Emmer noted the accusations against Guild are public knowledge and questioned the need for a closed hearing.
“First of all I want to state we are not compelled to go into closed session,” he said. “I think everyone here is aware of the charge against Daniel Guild so I don’t see how anything we can do can have an adverse affect on him and I believe the public deserves to hear what is going on about this.”
Alderman Tom Kelly agreed with Emmer the discussion could be held in open session for the benefit of the public.
Holt joined Sauer in opposing the idea of an open session discussion.

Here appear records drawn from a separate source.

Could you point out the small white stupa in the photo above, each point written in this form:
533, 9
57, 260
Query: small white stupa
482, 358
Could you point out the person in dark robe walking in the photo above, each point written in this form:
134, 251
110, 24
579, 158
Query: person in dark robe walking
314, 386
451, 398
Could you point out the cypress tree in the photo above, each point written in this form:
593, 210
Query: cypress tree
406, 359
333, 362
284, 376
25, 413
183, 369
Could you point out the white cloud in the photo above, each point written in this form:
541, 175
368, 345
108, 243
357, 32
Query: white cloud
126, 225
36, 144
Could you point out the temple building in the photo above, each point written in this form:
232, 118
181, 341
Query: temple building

“I think it’s a terrible idea to try to have this discussion in a public forum,” he said, adding he believes some in the community are attempting to “make this as much of a spectacle as possible.”
When asked for his input, city attorney Steve Sorenson explained he could not discuss legal strategy in public.
“There are strategies that I have to talk about with you all that frankly, you should want to have kept quiet, because you may disagree with me and that kind of a legal discussion does not belong in an open meeting,” he said.
The vote to go into closed session was 4-2, with the same breakdown as the earlier vote.
After two hours behind closed doors, the council emerged. Holt made a motion to place Guild on leave through March 30. Sauer seconded the motion and it passed on a voice vote.
After the group adjourned, Mayor Chris Frederickson told the assembled media the council will likely move its regularly scheduled March 23 meeting to the 30th.
“This basically gives time for some parts of judicial system to move forward to the next level,” he said, referring to the decision to put place Guild on leave through March 30. Depending on court developments, further action could take place during the March 30 meeting, he said.
Guild remains free on a $500 signature bond.
Misconduct in office is a class I felony that carries a maximum prison sentence of three years and six months and/or fine up to $10,000.